Einem in der Landesjägerschaft kursierenden internen Papier des Landwirtschaftsministeriums ist zu entnehmen, dass eine Novellierung des Landesjagdgesetzes in Mecklenburg-Vorpommern in Arbeit ist. In dem 65-seitigen Papier werden konkret die geplanten Neureglungen aufgeführt. Nach Ansicht des Landesjagdverbandes (LJV) enthalten sie erheblichen Sprengstoff.
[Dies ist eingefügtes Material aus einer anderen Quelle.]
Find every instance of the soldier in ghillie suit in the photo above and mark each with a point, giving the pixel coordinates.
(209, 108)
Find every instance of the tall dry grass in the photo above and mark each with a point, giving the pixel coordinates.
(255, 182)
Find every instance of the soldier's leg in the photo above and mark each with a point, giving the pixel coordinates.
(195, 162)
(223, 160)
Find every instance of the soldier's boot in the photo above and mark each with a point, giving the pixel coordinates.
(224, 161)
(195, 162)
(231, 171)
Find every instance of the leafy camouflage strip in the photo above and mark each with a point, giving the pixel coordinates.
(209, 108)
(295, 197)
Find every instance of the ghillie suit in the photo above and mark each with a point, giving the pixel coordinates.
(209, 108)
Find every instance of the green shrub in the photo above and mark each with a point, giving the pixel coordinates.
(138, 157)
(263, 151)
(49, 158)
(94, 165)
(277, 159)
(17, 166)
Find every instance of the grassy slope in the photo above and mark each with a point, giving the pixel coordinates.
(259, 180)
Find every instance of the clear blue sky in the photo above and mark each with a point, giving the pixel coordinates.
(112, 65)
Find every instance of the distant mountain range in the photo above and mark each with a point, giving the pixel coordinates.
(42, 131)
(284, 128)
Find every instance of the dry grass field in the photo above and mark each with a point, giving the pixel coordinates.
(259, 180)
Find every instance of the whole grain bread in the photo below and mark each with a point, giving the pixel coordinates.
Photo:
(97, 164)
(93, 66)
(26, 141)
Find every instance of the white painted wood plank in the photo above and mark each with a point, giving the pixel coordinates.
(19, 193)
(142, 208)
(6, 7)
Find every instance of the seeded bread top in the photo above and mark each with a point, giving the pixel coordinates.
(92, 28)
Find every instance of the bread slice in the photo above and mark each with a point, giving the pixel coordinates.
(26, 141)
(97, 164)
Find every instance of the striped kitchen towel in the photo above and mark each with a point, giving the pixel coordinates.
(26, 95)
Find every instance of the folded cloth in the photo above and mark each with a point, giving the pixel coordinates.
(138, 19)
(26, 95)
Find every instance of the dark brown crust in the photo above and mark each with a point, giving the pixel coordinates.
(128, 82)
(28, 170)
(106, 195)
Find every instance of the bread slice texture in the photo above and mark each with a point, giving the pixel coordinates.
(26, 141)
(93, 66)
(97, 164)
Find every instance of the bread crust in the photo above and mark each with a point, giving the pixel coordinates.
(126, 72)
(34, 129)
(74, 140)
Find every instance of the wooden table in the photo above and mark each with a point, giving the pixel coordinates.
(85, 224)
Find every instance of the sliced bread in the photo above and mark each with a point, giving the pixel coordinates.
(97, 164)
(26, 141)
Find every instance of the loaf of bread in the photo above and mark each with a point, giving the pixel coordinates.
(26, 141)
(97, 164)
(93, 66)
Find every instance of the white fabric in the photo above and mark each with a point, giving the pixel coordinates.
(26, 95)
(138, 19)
So ist vorgesehen, Mindestabschusspläne für Rot-, Dam- und Rehwild der Altersklassen 0 und 1 sowie der Altersklasse 2 des weiblichen Wildes einzuführen. Solche Mindestabschusspläne ohne jegliche Deckelung würden die Kompetenzen der Hegegemeinschaften erheblich einschränken und ihre Sinnhaftigkeit in Frage stellen. Kritisch wertet der LJV die angestrebte Erweiterung der Nachtjagd auch auf das Rehwild. 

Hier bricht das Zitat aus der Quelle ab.